Ce phénomène est bien documenté : la perception d’une perte de repères culturels ou d’un effacement du socle commun constitue l’un des facteurs pouvant nourrir le soutien à des forces politiques populistes radicales. Lorsqu’une partie de la population a le sentiment que son histoire ou ses références sont disqualifiées, voire volontairement remplacées par autre chose, cela crée un terrain propice aux discours de rupture.


Dans ce contexte, critiquer la logique de la « nouvelle France » ne relève pas d’une nostalgie, mais d’une vigilance démocratique : la cohésion nationale ne se construit pas en opposant les composantes de la société, ni en suggérant que certaines, pourtant issues de l’histoire culturelle et politique du pays, seraient devenues obsolètes.

 


Continuité, héritage et transformation


La France, en tant que projet politique, ne repose ni sur l’immobilisme ni sur l’exclusion des différences. Elle s’est construite comme un processus historique d’assimilation, reposant sur un héritage institutionnel, linguistique et culturel commun, progressivement enrichi par des apports successifs.


Reconnaître la légitimité d’une évolution ou d’enrichissement ne signifie pas accepter toutes les grilles de lecture radicales qui en sont proposées. Les évolutions sociales ne peuvent être durables que si elles s’inscrivent dans un cadre partagé, celui des valeurs républicaines et d’une histoire culturelle collective qui structure l’identité nationale.


Ainsi, critiquer certaines formulations politiques associées à la « nouvelle France » ne revient pas à refuser en bloc toute idée d’évolution. Il s’agit surtout de rappeler que la transformation d’une nation ne peut se faire durablement contre son propre socle, contre le « déjà là ».

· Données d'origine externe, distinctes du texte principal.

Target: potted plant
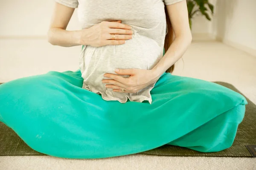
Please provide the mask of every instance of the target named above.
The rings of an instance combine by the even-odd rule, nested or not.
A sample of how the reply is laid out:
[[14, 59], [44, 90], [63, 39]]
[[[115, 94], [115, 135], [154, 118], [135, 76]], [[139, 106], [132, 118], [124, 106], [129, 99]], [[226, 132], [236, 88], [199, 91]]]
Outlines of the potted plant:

Le concept de « nouvelle France » faisant écho à des approches de « tabula rasa », de transformation radicale par suppression des fondement historiques de l’existant. Dans tous les domaines ou cette logique a été appliqué, que ce soit l’économie avec le communisme, l’urbanisme avec les doctrines dites « modernistes », ont systématiquement mené à des situations ingérables durant les expérimentations utopistes du 20ème siècle. Des enseignements ont été tirés, y compris à gauche. Il ne viendrait aujourd’hui  à l’idée d’aucun urbaniste de « faire la ville » autrement qu’en s’inscrivant dans l’existant. Or concernant la France, l’existant, c’est « l’ancienne France ».


La critique de l’idée d’une rupture entre « ancienne » et « nouvelle » France n’est pas un repli, mais une exigence de cohérence. Une société ne se renouvelle pas en opposant ses composantes, mais en les articulant dans un cadre commun, la France


Jean-Luc Mélenchon, leader du mouvement de gauche radicale "la France Insoumise", ardent défenseur du concept de "nouvelle France"
Jean-Luc Mélenchon, leader du mouvement de gauche radicale "la France Insoumise", ardent défenseur du concept de "nouvelle France"

À cet égard, le modèle français, fondé sur l’universalité du citoyen et la construction progressive d’une identité collective, demeure un point d’équilibre exigeant. L’enjeu n’est pas de nier des transformations en cours, mais d’éviter qu’elles ne se traduisent par une fragmentation du corps social national et ne mène a un affrontement de la "nouvelle France" contre "l'ancienne"...


Car une nation ne se remplace pas : elle se transforme, ou elle se défait.